Pronuncié básicamente la misma oración tres veces más en el nacimiento de mis otros hijos.
De hecho, no dejé de susurrar la oración cuando salí del hospital los días de sus nacimientos. Normalmente, por entonces no llegaba a casa de trabajar hasta bastante tarde, mucho después de que todo el mundo se hubiera ido ya a dormir. Cuando eran niños o incluso adolescentes, solía observarles desde la puerta de sus dormitorios o acercarme a sus camas. Disfrutaba de su paz y daba gracias a Dios por ellos. Extendía mis manos y repetía la misma oración.
“Señor, toma toda herida dirigida a su corazón y dirígela al mío en su lugar”.
¿Era la oración de un padre amoroso? Más o menos. Pero también era errónea.
Todo lo que tenemos que hacer es mirar al crucifijo para darnos cuenta de que mi deseo de asumir los sufrimientos de mis hijos es un eco del propio deseo de Dios. Y en Su divinidad, Él, de hecho, puede hacerlo. Sufrió y murió para que nosotros no tuviéramos que hacerlo, al menos no eternamente.
Pero al mismo tiempo, en la fuerza y creatividad de Su sabiduría y en Su respeto a nuestro libre albedrío, también logra extraer bien del sufrimiento que hemos traído sobre nosotros mismos con el pecado original y todo lo que siguió. Así que quizás mi oración debió haber sido algo más parecido a: “Cuando mi hija se enfrente a los desafíos de esta vida, por favor, garantiza que sepa que estás con ella, que nunca sufrirá sola”.
Cuando recuerdo los desafíos de mi propia vida, sé que eso es lo que ha hecho Dios. Mi fe relativamente débil, torpe y todavía creciente ha encontrado su mayor progreso durante los momentos difíciles. Muertes de amigos y abuelos. Inseguridad laboral y económica. Esperar los resultados de análisis médicos de alguien o seguir hasta el hospital a una ambulancia con una hija dentro. Cada vez que mi esposa sufría de cualquier manera. Cada vez que mi estrés no me permitió compartir cómodamente el tiempo con familiares o amigos o cuando el rugiente león de la depresión me empujó a espacios aterradores. En cada situación y otras muchas otras, supe que había un único lugar de gracia al que recurrir.
A veces, intenté hacerlo yo solo, con resultados pésimos. Otras veces, invoqué a Dios y le supliqué que me amara a través de mis oscuras circunstancias.

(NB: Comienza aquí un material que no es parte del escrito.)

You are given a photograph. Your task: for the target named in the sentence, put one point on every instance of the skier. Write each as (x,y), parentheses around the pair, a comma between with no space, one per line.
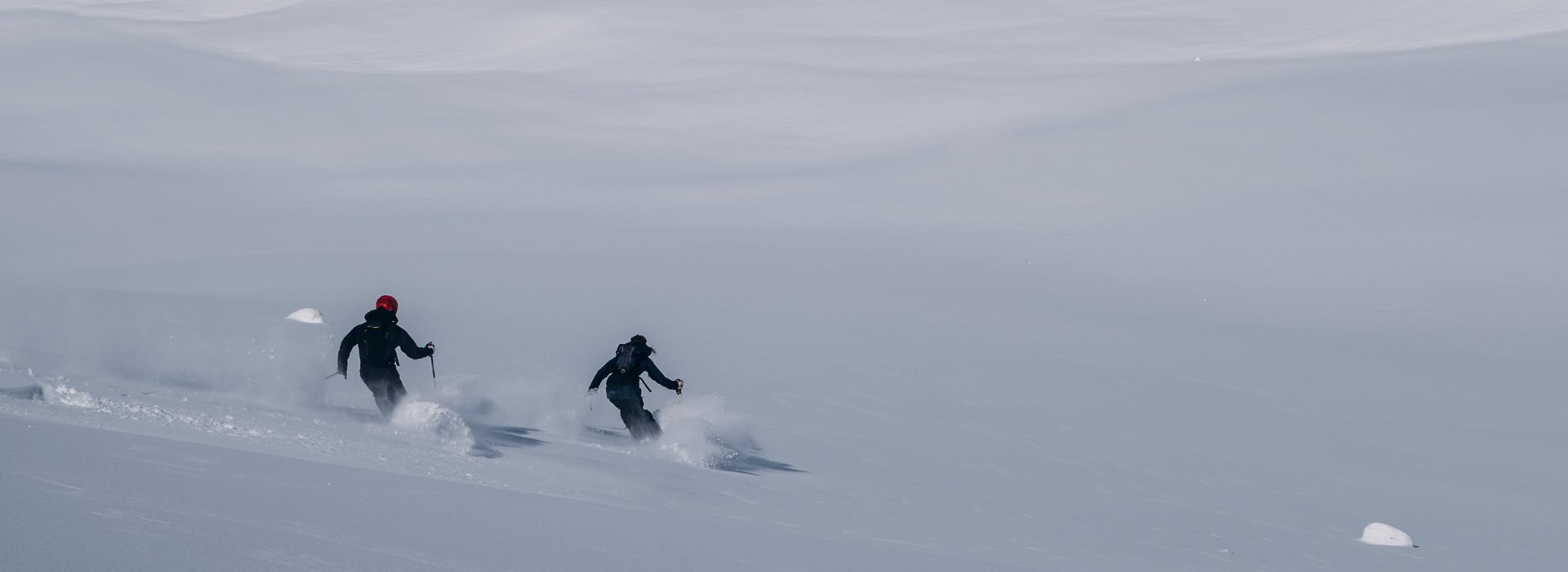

En estos casos, emergí con una fe y un amor mayores hacia mi Señor.
Así que he dejado de decir la oración que recé en el nacimiento de mi primera hija. Ya no la rezo para mis nietos. En vez de eso, digo: “Hágase Tu voluntad”.
Quizás, a veces Dios permita que una gran cantidad de dolor y pena abrume a mis hijos. Después de todo, así es la vida en este mundo caído. Y yo sufriré con ellos cuando lo vea. Pero tengo que recomponerme y percatarme del resto de la voluntad de Dios: Él permite que sufran Sus hijos porque Él sabe que los acompañará de esa forma amorosa e increíble que solo Dios puede.
Resulta que Dios puede enseñar incluso a un hombre torpe como yo a ser un padre lleno de fe.